Despite Treasury secretary’s denials, Democrats are pushing a ‘wealth’ tax
For a master class in doublespeak — the use of banal-sounding and euphemistic language designed mainly to obscure the facts — it’s hard to beat Treasury Secretary Janet Yellen’s Oct. 24 CNN interview. Desperate to find new revenues to fund their $1.85 trillion package of social welfare and climate change-related spending, the Biden administration and its congressional allies have concocted a means to squeeze the nation’s billionaires. Their latest plan would be to tax them on something known as “unrealized gains.”
Speaking in a bureaucratic manner, Yellen assured the public that this is not a “wealth tax” — the controversial effort to tax the accumulated assets of Americans. Instead, this plan merely is “a tax on unrealized capital gains on liquid assets held by extremely wealthy individuals,” who “escape taxation until they are realized.”
Well, escaping taxation until it is “realized” simply means avoiding taxes on profits that have not yet come into existence — no matter what Orwellian phrase one uses to describe it. Although the tax hike would apply only to the nation’s approximately 700 billionaires, the concept is easy to understand if we apply it more broadly.
Let’s say you bought stocks in 2010 for $50,000 and they now are worth $100,000, even though you have no interest in selling them. The IRS would calculate the current value of the investment and tax you for the theoretical $50,000 paper gain. You’d probably have to sell them off to pay the tax assessment.
Likewise, imagine if the federal government could tax the unrealized gains of your home. Investments go up (and sometimes down) in value over the course of the years, and investors often make decisions based on long-term calculations.
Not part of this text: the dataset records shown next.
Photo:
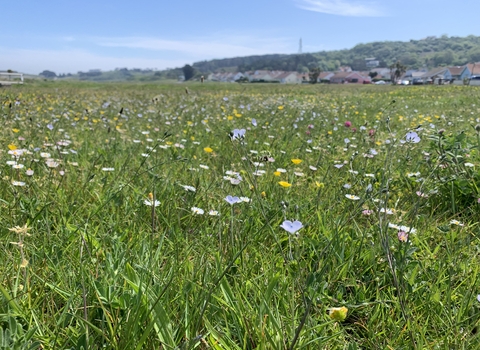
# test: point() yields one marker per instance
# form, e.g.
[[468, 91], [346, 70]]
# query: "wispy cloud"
[[342, 7], [84, 53], [72, 61]]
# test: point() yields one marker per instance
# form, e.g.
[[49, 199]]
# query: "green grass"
[[99, 269]]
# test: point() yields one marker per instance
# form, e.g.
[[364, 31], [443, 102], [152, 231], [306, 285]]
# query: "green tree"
[[188, 72], [313, 75], [48, 74], [396, 71]]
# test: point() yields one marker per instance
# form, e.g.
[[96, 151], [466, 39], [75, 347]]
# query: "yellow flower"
[[338, 314], [284, 184]]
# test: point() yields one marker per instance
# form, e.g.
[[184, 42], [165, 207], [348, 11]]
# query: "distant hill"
[[429, 52]]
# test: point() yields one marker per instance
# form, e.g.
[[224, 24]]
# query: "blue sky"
[[67, 36]]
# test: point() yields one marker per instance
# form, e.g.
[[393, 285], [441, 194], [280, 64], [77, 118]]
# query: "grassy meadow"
[[208, 216]]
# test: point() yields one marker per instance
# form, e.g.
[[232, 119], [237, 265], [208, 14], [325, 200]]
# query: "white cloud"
[[203, 48], [136, 52], [72, 61], [342, 7]]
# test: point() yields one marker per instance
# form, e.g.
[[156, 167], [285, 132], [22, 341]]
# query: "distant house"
[[227, 77], [371, 62], [344, 69], [324, 77], [473, 69], [459, 72], [437, 75], [347, 77], [286, 77]]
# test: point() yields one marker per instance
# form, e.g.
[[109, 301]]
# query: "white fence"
[[10, 78]]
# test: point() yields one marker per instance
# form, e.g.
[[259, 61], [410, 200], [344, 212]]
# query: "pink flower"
[[402, 236]]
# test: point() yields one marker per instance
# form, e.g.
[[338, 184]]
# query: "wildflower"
[[150, 202], [338, 314], [352, 197], [412, 137], [402, 236], [291, 227], [402, 228], [197, 211], [232, 200], [189, 188], [456, 222], [237, 134], [51, 164], [387, 211], [21, 230]]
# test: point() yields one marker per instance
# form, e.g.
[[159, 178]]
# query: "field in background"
[[213, 216]]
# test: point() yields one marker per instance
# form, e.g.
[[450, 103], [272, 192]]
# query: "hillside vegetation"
[[429, 52]]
This frustrates progressive politicians, who view it as a tax dodge whenever people keep their earnings — real or on paper — out of the hands of government.
“In effect, a person can accrue capital gains indefinitely, on a vast scale, while owing no tax other than on dividends or other cash distributions from those assets,” The New York Times writer Neil Irwin explained. But to most of us, that’s a good thing.
One should not be taxed for profits that haven’t yet been realized, and the nation should encourage more investment given that these companies — which often began as startups — create the jobs and economic growth that power the economy. They already pay their fair share in taxes.
The government doesn’t create wealth. Despite the class-envy outrage against billionaires, the debt-laden federal government could only operate for six months if it confiscated the wealth of every American billionaire, as Reason magazine reported. The current tax plan might cover the latest spending spree, but it won’t bail out the feds for very long.
By the way, the top 1% of Americans pay 40% of the nation’s income taxes. Whenever the government raises taxes, it collects only a declining percentage of the hike as wealthy people reduce their job-creating investments or embrace tax-avoidance strategies.
Instead of concocting clever ways to grab Americans’ assets, the Biden administration needs to take aim at out-of-control federal spending. The feds would have to grab $69,000 in real and unrealized dollars from every one of us to cover the $29 trillion debt. We’d love to hear the doublespeak Yellen might use to explain that away.